Tuesday, October 23, 2012

Aggregation Workflow in gRSShopper

A few points:

First, on workflow, which is the topic of this post. Here's how gRSShopper currently works. It's more detailed than suggested in the post, but contains the same basic idea, with enhancements added through four years of experience running cMOOCs.

For the participant:

1. Go to the 'add feed' page. Eg. http://edfuture.mooc.ca/new_feed.htm

2. If you are not logged in with a user account, log in - click on the link provided on the page, go to the login screen, then click on 'return to where you were' to return to the 'add feed' page.

3. If you are not registered with a user account, create a user account - click on the same login link provided on the page, select the registration option, supply the information, click on 'return to where you were. (I have found registration to be absolutely necessary, otherwise you get flooded with a slew of marketing feeds).

4. Fill in the feed information on the page - feed name, URL, optional description. Submit, and you're done.

Note: feed information is updated from the RSS (or Atom) file. To edit feed information, edit the feed information at the source, and it is automatically changed in gRSShopper.

For the feed administrator:

1. Feeds submitted are set to 'provisional' status and won't be harvested until reviewed.
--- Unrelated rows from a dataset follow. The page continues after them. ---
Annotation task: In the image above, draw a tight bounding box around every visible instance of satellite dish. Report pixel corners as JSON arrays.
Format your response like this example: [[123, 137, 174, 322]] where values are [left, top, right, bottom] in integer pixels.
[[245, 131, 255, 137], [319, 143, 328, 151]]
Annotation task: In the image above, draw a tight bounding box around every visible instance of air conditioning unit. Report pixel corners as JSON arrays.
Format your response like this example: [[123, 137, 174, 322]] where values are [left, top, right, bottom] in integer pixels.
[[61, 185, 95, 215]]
List the feeds, then click 'approve' to approve the feed. Optionally, run a test harvest for the feed. A significant number of these fail - that is why the 'approve' step is required. Note that (1) the harvester will correct for the most common feed errors: it attempts autodetect if the blog URL is entered, it adds http:// (or replaces feed://) as needed, it corrects for various feed formatting problems at the source.

For the page designer:

1. Items harvested from feeds can be displayed on a web page with a single 'keyword' command, eg. this command will include the feeds from the last 24 hours (truncating them at 500 characters): keyword db=link;expires=24;format=summary;truncate=500;all

2. Pages may be optionally published as flat html, so they do not need to be generated dynamically from source each time a person lands on this (this gives a significant speed advantage); set 'autopublish' to a desired value (typically, once an hour).

3. Pages may be returned into email newsletters; select that option and select an auto-send time (specify days of the week or month, time). When pages are set as email newsletters, they appear on the 'email newsletter' list. Check the 'default' button if you would like new registrants to be automatically subscribed.

For course participants:

1. When registering, a list of newsletters is posted on the registration page, with default newsletters check (using a checkbox format). Check or uncheck desired newsletters. Subscription will be created with registration.
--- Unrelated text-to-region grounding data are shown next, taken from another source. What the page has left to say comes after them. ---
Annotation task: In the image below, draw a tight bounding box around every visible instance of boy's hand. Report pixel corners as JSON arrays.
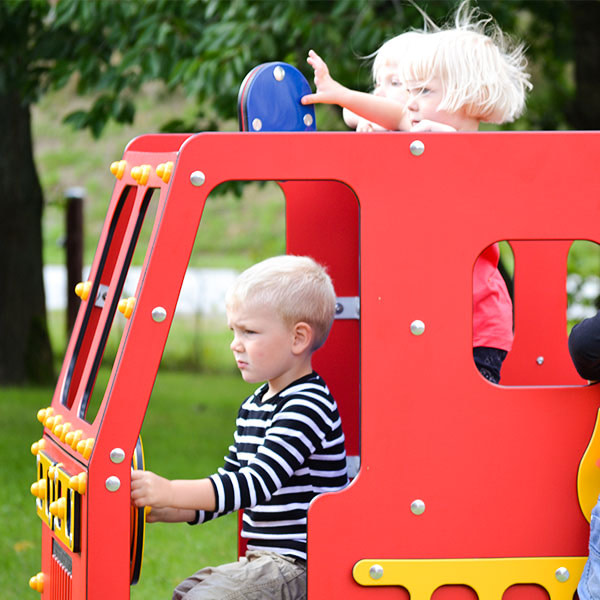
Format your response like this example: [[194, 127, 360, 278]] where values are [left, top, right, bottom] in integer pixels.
[[302, 49, 347, 106], [131, 469, 173, 508]]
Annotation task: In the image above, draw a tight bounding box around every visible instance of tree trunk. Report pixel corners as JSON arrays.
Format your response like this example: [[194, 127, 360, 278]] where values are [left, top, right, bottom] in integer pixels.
[[569, 0, 600, 129], [0, 90, 54, 384]]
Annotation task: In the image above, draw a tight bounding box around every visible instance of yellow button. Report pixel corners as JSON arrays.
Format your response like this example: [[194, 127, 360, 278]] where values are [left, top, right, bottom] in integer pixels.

2. Or, alternatively, after registration or login, click on 'options' (upper right of screen). The options page provides the following:
- personal information, including email, which may be edited
- list of feeds submitted, and their status
- option to add social network information
- list of subscribed newsletters, and an option to edit subscriptions

That's the entire workflow. The pages could be more beautiful and more interactive, but everything here described works pretty much without fail. I am of course open to ideas and suggestions.
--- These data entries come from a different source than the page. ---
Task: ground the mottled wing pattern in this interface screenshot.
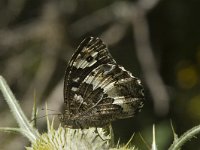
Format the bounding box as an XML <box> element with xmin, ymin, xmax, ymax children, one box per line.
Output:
<box><xmin>77</xmin><ymin>64</ymin><xmax>144</xmax><ymax>119</ymax></box>
<box><xmin>64</xmin><ymin>37</ymin><xmax>116</xmax><ymax>115</ymax></box>
<box><xmin>62</xmin><ymin>37</ymin><xmax>144</xmax><ymax>128</ymax></box>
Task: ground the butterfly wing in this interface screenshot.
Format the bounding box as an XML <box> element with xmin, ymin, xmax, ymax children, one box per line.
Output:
<box><xmin>62</xmin><ymin>63</ymin><xmax>144</xmax><ymax>128</ymax></box>
<box><xmin>63</xmin><ymin>37</ymin><xmax>144</xmax><ymax>128</ymax></box>
<box><xmin>76</xmin><ymin>64</ymin><xmax>144</xmax><ymax>119</ymax></box>
<box><xmin>64</xmin><ymin>37</ymin><xmax>116</xmax><ymax>115</ymax></box>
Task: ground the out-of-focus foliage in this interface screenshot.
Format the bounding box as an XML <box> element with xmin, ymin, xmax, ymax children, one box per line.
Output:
<box><xmin>0</xmin><ymin>0</ymin><xmax>200</xmax><ymax>149</ymax></box>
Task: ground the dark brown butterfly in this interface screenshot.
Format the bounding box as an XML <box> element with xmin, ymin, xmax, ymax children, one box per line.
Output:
<box><xmin>61</xmin><ymin>37</ymin><xmax>144</xmax><ymax>128</ymax></box>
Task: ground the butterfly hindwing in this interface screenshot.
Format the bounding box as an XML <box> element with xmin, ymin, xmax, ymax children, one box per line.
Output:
<box><xmin>76</xmin><ymin>64</ymin><xmax>143</xmax><ymax>117</ymax></box>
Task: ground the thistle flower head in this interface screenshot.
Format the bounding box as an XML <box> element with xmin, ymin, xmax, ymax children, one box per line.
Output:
<box><xmin>27</xmin><ymin>125</ymin><xmax>111</xmax><ymax>150</ymax></box>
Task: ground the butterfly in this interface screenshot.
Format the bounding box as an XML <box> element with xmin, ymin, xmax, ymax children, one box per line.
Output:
<box><xmin>61</xmin><ymin>37</ymin><xmax>144</xmax><ymax>128</ymax></box>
3. Or, alternatively, read the feeds on the website, either: (a) from the feedlist page (eg. http://edfuture.mooc.ca/feeds.htm and then http://edfuture.mooc.ca/feed/84 ) or (b) using the viewer: eg., http://edfuture.mooc.ca/cgi-bin/page.cgi?action=viewer

4. Or, alternatively, from the feed list page, download the OPML and load the list of feeds on any other RSS reader. (eg. http://edfuture.mooc.ca/opml.xml )

Second, on Yashay Mor's post (it won't allow me to comment there, so I'll comment here): There are issues with gRSShopper, I would be the first to admit. But requiring root access to a web server (as stated by Yashay Mor) is not one of them. I have gone to considerable effort to include the code you need to run it on out-of-the-box Perl, whic means any person with a web site account could run gRSShopper.

The more significant issue is that it is still difficult to install and run. I am working in an installer that greatly facilitates the process, but it's buggy. I am also working on scripts that make it easier to run once installed.

What would be ideal, of course, would be a hosted service that allowed people to simply open a gRSShopper account and start aggregating with a minimum of fuss. If someone provides me with start-up funding, I'll provide that. (And no, my employer is not inclined to provide the time and space needed for such a project).